Review: Nerys Johnson: Disability and Practice
A vivid exhibition is brightening winter days at the Laing Art Gallery
A group of teenagers burst in when I was looking at Nerys Johnson’s paintings at the Laing Art Gallery.
“Oh, this is pretty,” one of them exclaimed, and she wasn’t looking at her mobile phone.
But soon they’d all whipped them out and were darting around taking photographs, which is what I’d been doing.
You’ll find it’s impossible to resist.
In Nerys’s obituary in The Guardian, the art critic Julian Spalding suggested that, in time, it would be her last pictures, her tiny portraits of single flowers, that would come to be most treasured.
Time has passed (Nerys died in 2001, aged 58 and after years of illness and painful operations) and on the evidence of this exhibition and this one encounter I’d say he was right.
The exhibition Nerys Johnson: Disability and Practice opened before Christmas and if you haven’t seen it yet, I’d say it’s worth making the effort (you’ll find it in the watercolour gallery which is a nice space but a little tucked away at the Laing).
Despite the debilitating arthritis which limited what she could do, Nerys was always sunny and outgoing.
Others have said so and that was my experience when I interviewed her about her pictures or met her at the DLI Museum and Art Gallery in Durham which she ran from 1970 to 1989.
Our last meeting was after she had recently returned from a painting trip to Venice with some friends and fellow artists who had helped her with her wheelchair (this excursion is amusingly documented).
If you have seen the exhibition already there’s now another incentive to return – a newly commissioned film from Surface Area Dance Theatre choreographed by New York-based Vangeline, specialist in the Japanese dance form known as butoh, and performed by Annie Dearnley, Ashling McCann, Christopher Fonseca and Jesse Salaman.
It’s called Down Amongst the Plants and it’s petite but perfectly formed, a bit like a late Nerys painting, especially when the dancers in their beautifully blossoming costumes are bathed in colour at the end.
The film runs on a loop with another by Sheila Graber who filmed Nerys painting at home in 1989, recording her love of flowers, her deft use of a brush and her happy, easy going nature.

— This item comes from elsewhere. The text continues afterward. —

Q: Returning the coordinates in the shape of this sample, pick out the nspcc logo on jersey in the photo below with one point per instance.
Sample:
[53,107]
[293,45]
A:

Nerys came to the North East to study fine art at what is now Newcastle University but was then still King’s College, Durham. In 1968 she was appointed keeper of fine art at the Laing.
How appropriate, then, that this should be the venue for the exhibition curated in partnership with Rachel Boyd, a collaborative doctoral research student from Northumbria University.
Rachel has done a lovely job, pulling together paintings, sketches and prints from across Nerys’s career and augmenting them with treasured notebooks and photographs.
Many of the items on display are part of a large body of Nerys’s work donated to the Laing by her estate in November 2022.
In one cabinet is a pair of Nerys’s red orthopaedic shoes, one heel dramatically built up, and if that gives an idea of the obstacles she had to overcome, there’s another alongside it – a breathless 1970 newspaper account of her appointment as keeper of the DLI.
‘Woman heads staff at military museum’ gasps the headline over a report which points out that she was “preferred to men applicants” and (as if to underline the folly) that on being asked what she knew of military history, had replied: “Nothing.”
But she set out to learn and won any doubters over. Nerys’s obituary recalls some of the notable exhibitions she curated or secured for Durham during her time there and before early retirement through ill health enabled her to return to painting, which she loved.
You will find details of this and other exhibitions and events on the Laing Art Gallery’s website.
Nice review David, your third I think on Nerys Johnson? Really looking forward to seeing this exhibition. I hope the girls who photographed the paintings post them widely because Nerys's paintings deserve to be seen by a young audience who may not of heard of her before. I think the late flower paintings are very Instagrammable and I'm sure Nerys would have been posting if she were still around.